Wagner received additional first hand art exposure when she and her first husband commissioned Alice Neel to paint a family portrait of their family and Philip Pearlstein to paint a portrait of her and her husband. The portrait sittings required spending time in each artists’ studios. Wagner found the firsthand experience in the studios inspiring. She especially enjoyed getting to see how the artists went about their practices. In the early 70s, alongside the founding of the John F. Kennedy Center for the Performing Arts, Wagner was very involved in the performing arts, actively working with the American Ballet Theatre and the Kennedy Center. She befriended many performers, choreographers, and set designers; finding the experience of being at rehearsal "much like being in an artist's studio."

In the 1970s, Wagner worked for Bloomingdale's, heading up the public relations department for a newly opened store in Tysons Corner. The marketing director also shared an interest in emerging New York art; therefore, the two spent a good deal of time going to New York galleries. During this time Wagner befriended Paula Cooper, Ivan Karp, Ileana Sonnabend, Antonio Homem, and Leo Castelli.

After working at Bloomingdale's, Wagner, with the assistance of Livingston Biddle the then head of the NEA, was hired to work assisting emerging visual and performing artists qualify for NEA grants.

Thea Westreich Art Advisory Services opened in 1987.

===New York City===
In 1987, Wagner moved to New York and opened an advisory office in SoHo. At the time, there weren't many art advisory businesses. Originally geared towards the performing arts, Wagner shifted her focus toward fine art when clients started asking her to assist in building their collections.

== Art collection ==
Thea Westreich met Ethan Wagner in the early 1990s. Over three decades, they amassed an 800+ work art collection.

=== The Thea Westreich and Ethan Wagner Collection ===
In 2013, Thea and Ethan decided to donate their extensive collection of modern and contemporary art to the Whitney Museum of American Art in New York and the Centre Pompidou in Paris. In 2015, the Whitney Museum opened a show "Collected by Thea Westreich Wagner and Ethan Wagner" featuring the newly donated collection. After its run in New York, the show travelled to the Pompidou. In response to their donation, the Wagners were awarded the insignia of Officer of the Legion of Honor in 2018. Founded by Napoleon Bonaparte, the Legion of Honor is France’s highest award.

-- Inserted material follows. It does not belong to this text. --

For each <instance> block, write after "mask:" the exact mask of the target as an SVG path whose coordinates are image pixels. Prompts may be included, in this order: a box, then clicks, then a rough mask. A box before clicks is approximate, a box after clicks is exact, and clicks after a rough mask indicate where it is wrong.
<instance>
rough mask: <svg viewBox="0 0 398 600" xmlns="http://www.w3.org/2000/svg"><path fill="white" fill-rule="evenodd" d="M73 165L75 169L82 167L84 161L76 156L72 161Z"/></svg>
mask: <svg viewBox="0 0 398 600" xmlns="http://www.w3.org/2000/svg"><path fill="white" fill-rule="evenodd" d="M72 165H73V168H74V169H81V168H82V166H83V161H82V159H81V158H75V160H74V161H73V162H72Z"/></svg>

==== Artists in the Thea Westreich and Ethan Wagner Collection ====
Charline von Heyl, Anne Collier, Liz Deschenes, Hito Steyerl, Marc-Camille Chaimowicz, Robert Gober, Bernadette Corporation, Jeff Koons, Sam Lewitt, Sol LeWitt, Cady Noland, Richard Prince, Rirkrit Tiravanija, David Wojnarowicz, Christopher Wool, Robert Adams, Diane Arbus, Lee Friedlander, Eileen Quinlan, and many others.